A Disjoint-Set implementation which makes use of the the "Union by Rank" and "Path Compression" heuristic optimizations while being as simple and effective as possible.
It support the following operations:
- Find-Set in O(1) amortized running time
- Union in O(1) amortized running time
Check end notes for additional information about running times
Sometimes, specially during algorithm competitions, a Union-Find data structure is needed to solve a certain problem (e.g. when implementing Kruskal's MST algorithm) In those cases, we usually use whatever off-the-shelf implementation we happen to find in PyPI and, many times, we get the infamous submission fail Time Limit Exceed(TLE) because that specific Disjoint-Set implementation is not fast enough...
Worry not! A fast and simple enough (you can copy paste the code here) disjoint-set implementation is now available:
$ pip install dset
>>> import dset
>>> s1 = dset.Set() # To create new sets objects (it runs in O(1))
>>> s2 = dset.Set()
>>> s3 = dset.Set()
>>> dset.groups() # To check the number of different groups (it runs in O(1))
3
>>> dset.find(s1) == dset.find(s2) # To check if two sets are in the same group
False
>>> dset.union(s1, s2) # to group s1 and s2 sets together
>>> dset.groups() # Now there are only 2 groups: s1-s2 and s3
2
>>> dset.find(s1) == dset.find(s2) # They are in the same group s1-s2
True
>>> dset.find(s2) == dset.find(s3) # They are in distinct groups s1-s2 and s3
False
>>> dset.union(s2, s1) # do nothing (no need to check if s1 and s2 belong to the same group)
>>> dset.groups() # Same as before only 2: s1-s2 and s3
2
>>> dset.union(s1, s3) # group s1-s2 and s3 together.
>>> dset.groups() # Now there is only one group: s1-s2-s3
1
>>> dset.find(s1) == dset.find(s2) # All the sets are in the same groups s1-s2-s3
... dset.find(s2) == dset.find(s3)
... dset.find(s1) == dset.find(s3)
True
True
True
- Make official Sphinx Documentation. (minor releases)
- Make test suite. (minor releases)
- Change to a list-based implementation (major-minor release)
- Improve running time (constant terms)
- Improve memory space (constant terms)
- Make the package C-based. (major-minor release)
- Improve running time (constant terms)
Separately, either "Union by Rank" or "Path Compression" improves the running time of the operations on disjoint-sets. Alone, "Union by Rank" yields a running time of O(m log n), where m is the number of Union and Find-Set operations and n is the number of sets.
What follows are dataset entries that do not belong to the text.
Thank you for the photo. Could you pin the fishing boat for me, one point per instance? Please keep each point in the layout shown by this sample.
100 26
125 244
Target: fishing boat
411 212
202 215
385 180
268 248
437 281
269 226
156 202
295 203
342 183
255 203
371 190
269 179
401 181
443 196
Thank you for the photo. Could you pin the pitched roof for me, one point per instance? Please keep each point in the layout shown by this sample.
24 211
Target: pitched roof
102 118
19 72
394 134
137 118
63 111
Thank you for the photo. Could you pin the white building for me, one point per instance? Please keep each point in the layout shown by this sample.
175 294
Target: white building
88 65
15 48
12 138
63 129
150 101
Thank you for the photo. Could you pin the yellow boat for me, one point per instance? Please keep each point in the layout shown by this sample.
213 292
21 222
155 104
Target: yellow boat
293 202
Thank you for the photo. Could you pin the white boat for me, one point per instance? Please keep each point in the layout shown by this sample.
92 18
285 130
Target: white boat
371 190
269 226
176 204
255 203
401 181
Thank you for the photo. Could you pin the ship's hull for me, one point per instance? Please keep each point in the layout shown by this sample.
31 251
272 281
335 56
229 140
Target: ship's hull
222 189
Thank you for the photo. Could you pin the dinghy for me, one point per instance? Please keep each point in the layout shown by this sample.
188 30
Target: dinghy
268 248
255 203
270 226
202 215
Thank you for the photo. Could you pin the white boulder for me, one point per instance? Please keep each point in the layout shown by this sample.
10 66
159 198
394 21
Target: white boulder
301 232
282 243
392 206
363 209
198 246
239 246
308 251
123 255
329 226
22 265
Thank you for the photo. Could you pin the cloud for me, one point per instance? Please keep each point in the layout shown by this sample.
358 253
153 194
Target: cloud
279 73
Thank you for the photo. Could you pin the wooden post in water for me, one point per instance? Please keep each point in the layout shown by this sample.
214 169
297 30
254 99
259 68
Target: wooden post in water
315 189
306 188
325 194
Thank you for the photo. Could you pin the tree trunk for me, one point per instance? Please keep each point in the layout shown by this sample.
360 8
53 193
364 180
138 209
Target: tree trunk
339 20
The improvement is even greater when we use the two heuristics together; the worst-case running time is O(m f(n)), where f(n) is a very slowly growing function, the Inverse Ackermann function (e.g. for n equal to the number atoms in the universe, f(n) is only 4) So for any conceivable application, we can consider the running time of m Union + Find-Set operations to be O(m) and therefore both Union and Find-Set operations have O(1) amortized running time in practice.